Adèle Haenel, dans les rôles de Fritz et toutes les autres voix.
En 2006 Adèle Haenel tourne avec Céline Sciamma dans le film Naissance des pieuvres, pour lequel elle est nommée au César du Meilleur Espoir Féminin. A partir de 2010, elle enchaine les tournages en alternant les collaborations avec des jeunes auteurs sur des premiers et deuxièmes films avec des metteurs en scène plus confirmés. Elle tourne notamment dans L’Apollonide de Bertrand Bonnello, L’homme qu’on aimait trop d’André Techiné, Les ogres de Léa Fehner, La fille inconnue des frères Dardenne, 120 battements par minute de Robin Campillo, En liberté de Pierre Salvadori et Portrait de la jeune fille en feu de Céline Sciamma. Nombreux des films auxquels elle collabore sont sélectionnés au festival de cannes. Elle obtient en 2014 le César du Meilleur Second Rôle Féminin pour son rôle dans Suzanne de Katell Quillévéré, puis en 2015 celui de meilleure actrice pour son interprétation dans le film Les combattants de Thomas Cailley. Parallèlement au cinéma, elle fait ses débuts au théâtre en 2011 dans une mise en scène de La mouette par Arthur Nauzyciel et alterne depuis lors projet de théâtre et de cinéma.
Ruth Vega Fernandez, dans les rôles des deux mères.

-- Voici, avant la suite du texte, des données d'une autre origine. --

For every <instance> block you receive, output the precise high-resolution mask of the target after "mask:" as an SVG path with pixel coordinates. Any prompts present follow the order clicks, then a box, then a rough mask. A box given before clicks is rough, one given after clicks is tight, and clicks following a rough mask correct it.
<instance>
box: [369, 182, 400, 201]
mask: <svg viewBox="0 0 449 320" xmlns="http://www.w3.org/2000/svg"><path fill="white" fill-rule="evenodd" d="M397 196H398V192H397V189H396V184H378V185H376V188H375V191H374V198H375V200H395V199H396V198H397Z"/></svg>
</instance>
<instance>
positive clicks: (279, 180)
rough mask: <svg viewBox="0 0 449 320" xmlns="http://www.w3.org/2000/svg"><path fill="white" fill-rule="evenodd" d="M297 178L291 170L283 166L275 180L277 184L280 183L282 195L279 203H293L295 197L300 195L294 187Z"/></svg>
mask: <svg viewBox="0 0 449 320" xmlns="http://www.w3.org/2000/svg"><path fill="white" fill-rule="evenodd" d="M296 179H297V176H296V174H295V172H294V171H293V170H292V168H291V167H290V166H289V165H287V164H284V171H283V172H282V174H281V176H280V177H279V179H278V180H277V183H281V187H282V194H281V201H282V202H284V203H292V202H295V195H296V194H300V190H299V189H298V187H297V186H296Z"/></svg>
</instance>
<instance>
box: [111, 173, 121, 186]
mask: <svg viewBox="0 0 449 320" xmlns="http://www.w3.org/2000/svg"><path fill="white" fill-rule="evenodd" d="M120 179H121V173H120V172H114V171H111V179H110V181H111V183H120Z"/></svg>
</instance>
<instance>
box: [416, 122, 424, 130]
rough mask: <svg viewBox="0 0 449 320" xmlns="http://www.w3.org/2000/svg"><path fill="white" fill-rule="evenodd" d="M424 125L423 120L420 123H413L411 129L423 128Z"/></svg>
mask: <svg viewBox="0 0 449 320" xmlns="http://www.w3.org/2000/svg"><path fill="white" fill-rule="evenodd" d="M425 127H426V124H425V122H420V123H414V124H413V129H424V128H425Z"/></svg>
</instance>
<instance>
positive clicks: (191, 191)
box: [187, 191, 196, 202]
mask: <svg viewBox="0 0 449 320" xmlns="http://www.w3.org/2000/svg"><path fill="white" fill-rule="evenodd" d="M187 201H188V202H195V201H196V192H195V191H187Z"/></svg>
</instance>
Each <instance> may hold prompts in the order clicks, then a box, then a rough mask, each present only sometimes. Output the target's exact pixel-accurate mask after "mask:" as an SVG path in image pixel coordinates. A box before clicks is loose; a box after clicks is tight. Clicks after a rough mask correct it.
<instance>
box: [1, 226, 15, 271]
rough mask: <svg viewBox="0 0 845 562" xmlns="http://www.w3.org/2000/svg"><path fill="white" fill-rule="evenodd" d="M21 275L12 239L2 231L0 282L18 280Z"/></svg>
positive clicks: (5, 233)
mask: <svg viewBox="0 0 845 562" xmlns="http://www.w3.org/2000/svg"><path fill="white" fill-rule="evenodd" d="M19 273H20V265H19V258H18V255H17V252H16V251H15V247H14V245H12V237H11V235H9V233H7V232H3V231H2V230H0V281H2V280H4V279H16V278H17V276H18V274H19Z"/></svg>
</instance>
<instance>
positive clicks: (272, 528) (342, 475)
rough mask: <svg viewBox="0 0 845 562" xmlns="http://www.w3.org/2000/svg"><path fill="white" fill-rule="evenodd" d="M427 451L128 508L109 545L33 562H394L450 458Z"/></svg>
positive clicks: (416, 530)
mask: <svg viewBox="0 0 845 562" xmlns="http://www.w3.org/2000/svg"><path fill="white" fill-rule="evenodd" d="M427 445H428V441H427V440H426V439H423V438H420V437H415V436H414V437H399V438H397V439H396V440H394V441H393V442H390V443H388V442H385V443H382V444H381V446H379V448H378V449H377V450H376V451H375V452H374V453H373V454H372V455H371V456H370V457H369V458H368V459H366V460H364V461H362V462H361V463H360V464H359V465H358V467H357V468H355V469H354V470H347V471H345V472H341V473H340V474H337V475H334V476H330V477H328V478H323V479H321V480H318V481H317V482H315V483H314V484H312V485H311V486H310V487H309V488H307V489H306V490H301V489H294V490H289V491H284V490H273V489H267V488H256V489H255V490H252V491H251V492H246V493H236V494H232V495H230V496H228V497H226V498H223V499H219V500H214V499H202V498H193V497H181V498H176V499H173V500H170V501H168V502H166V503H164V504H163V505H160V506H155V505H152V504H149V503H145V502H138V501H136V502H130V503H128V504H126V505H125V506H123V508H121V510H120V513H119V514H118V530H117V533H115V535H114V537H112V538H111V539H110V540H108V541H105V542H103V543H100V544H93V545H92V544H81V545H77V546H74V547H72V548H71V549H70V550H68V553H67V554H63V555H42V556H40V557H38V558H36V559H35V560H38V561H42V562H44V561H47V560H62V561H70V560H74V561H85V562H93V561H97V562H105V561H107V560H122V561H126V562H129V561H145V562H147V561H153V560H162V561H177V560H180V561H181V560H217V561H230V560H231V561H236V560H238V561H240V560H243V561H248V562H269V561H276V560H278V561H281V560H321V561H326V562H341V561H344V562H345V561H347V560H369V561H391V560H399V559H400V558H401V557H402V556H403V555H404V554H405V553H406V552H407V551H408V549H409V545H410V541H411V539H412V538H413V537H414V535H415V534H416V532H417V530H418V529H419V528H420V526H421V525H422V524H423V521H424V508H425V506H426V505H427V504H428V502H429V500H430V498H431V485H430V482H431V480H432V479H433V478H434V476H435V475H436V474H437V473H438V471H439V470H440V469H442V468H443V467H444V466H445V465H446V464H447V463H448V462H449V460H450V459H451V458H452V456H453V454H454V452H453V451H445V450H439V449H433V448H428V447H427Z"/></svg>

Née de parents espagnols, Ruth Vega Fernandez a grandi entre l’Espagne et la Suède où elle se forme à la danse à l’Académie de danse et à l’Opéra Royal de Göteborg. Elle arrive en France à 17 ans après avoir vécu aux Etats- Unis. Elle intègre l’ENSATT (École Nationale Supérieure des Arts et Techniques du Théâtre) comme première élève comédienne étrangère. À la sortie de l’école, elle intègre la troupe du TNP (Théâtre National Populaire de Lyon) et joue sous la direction de Christian Schiaretti pendant quatre ans.
De retour en Suède, elle obtient un des rôles principaux dans la série Upp Till Kamp, aussi connu sous le titre How Soon Is Now (prix FIPA d’Or et Prix Italia). Elle y enchaine par la suite des premiers rôles au cinéma, à la télévision et au théâtre. En 2017, elle est nommée meilleure actrice dans un second rôle pour Gentlemen realisé par Mikael Marcimain. De retour en France, elle crée Ivanov avec la Compagnie Extime et interprète le rôle d’Anna Petrovna
pendant trois ans. En 2013, elle crée et joue dans Scènes de la vie conjugale avec tg STAN, pièce qu’elle tourne en France et à l’étranger jusqu’en 2016. En 2016, elle tourne dans Cannabis, série réalisée par Lucie Borleteau. En 2017, elle participe à Occupation Bastille, projet dirigé par Tiago Rodrigues au Théâtre de la Bastille, puis joue dans Bovary également mis en scène par Tiago Rodrigues. Bovary sera en tournée jusqu’au printemps 2020. En 2019 et 2020, elle joue également dans L’amie prodigieuse au Théâtre National de Stockholm en Suède.